Ein Fremdling hätte glauben können, dass diese Bewegung nur hervorgebracht würde durch das Interesse, welches jedes von der See herkommende Fahrzeug naturgemäß Seeleuten einflößen muss, denen so etwas ja besonders angeht. Das wäre aber eine falsche Annahme gewesen oder war es vielmehr; wenn dies ein Interesse dieser Leute aufzustacheln vermochte, war das doch ein solches ganz spezieller Art.
In der Tat ist Magne, jetzt wo wir diese Erzählung niederschreiben – nicht zur Zeit, als die darin geschilderten Vorfälle sich ereigneten – noch immer ein von Griechenland halb abgesonderter Landstrich, ein unabhängiges Königreich, geschaffen durch den Beschluss der europäischen Großmächte, welche 1829 den Vertrag von Adrianopel unterzeichneten. Die Maniaten, oder mindestens diejenigen derselben, welche auf den verlängerten Landausläufern zwischen den Golfen wohnen, sind noch halbe Barbaren geblieben, welche sich mehr um ihre persönliche Freiheit, als um die des Landes bekümmern. Diese äußerste Zunge des unteren Moreas ist von jeher auch kaum zur Botmäßigkeit zu bringen gewesen. Weder die türkischen Janitscharen, noch die griechischen Gendarmen haben sie zu bezwingen vermocht. Streitsüchtig und rachbegierig, oft in Familienzwistigkeiten verwickelt, welche nur durch Blut ausgetragen werden können. Räuber von Geburt und doch gastfreundlich, Mörder, wenn der Raub einen Mord bedingt, nennen sich deshalb die rohen Bergvölker nicht weniger die direkten Nachkommen der Spartaner; aber eingeschlossen in die Verzweigungen des Taygetos, in dem man zu Tausenden jene kleinen Befestigungen oder »Pyrgos«, welche kaum zu erklimmen sind, findet, spielen sie gar zu gern die zweifelhafte Rolle jener Wegelagerer des Mittelalters, die ihre Feudalrechte mit Dolch und Pistole übten.
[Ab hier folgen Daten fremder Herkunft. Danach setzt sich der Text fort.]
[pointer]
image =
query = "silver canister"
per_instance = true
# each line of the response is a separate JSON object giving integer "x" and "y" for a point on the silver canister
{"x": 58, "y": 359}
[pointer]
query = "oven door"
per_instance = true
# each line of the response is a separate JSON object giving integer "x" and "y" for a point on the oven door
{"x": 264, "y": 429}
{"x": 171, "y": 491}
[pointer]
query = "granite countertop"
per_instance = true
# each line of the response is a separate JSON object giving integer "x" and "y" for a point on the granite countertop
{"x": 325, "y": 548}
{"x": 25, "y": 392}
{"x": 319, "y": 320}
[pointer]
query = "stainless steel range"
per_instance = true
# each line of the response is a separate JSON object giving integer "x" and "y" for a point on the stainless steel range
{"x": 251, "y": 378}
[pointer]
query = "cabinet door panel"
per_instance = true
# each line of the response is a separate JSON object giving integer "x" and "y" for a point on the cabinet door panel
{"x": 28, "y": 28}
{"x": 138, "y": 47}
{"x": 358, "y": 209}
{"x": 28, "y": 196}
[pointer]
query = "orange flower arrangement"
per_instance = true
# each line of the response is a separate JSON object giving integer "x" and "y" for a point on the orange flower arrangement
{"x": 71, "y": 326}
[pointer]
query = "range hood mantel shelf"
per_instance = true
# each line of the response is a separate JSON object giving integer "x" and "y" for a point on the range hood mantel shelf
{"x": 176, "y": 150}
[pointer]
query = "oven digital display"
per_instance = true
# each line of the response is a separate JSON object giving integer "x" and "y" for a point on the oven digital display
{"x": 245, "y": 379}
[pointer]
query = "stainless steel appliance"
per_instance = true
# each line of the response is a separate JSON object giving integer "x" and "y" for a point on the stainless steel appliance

Wenn die Maniaten zur Stunde auch noch halb wild sind, so mag man sich vorstellen, was dieselben vor nun fünfzig Jahren sein mochten. Ehe die Kreuzfahrten der Dampfschiffe ihren Raubzügen zur See ein Ziel setzten, traten sie während des ersten Viertels dieses Jahrhunderts als die verwegensten Seeräuber auf, welche die Handelsfahrzeuge in allen Stapelplätzen des Morgenlandes nur zu fürchten hatten.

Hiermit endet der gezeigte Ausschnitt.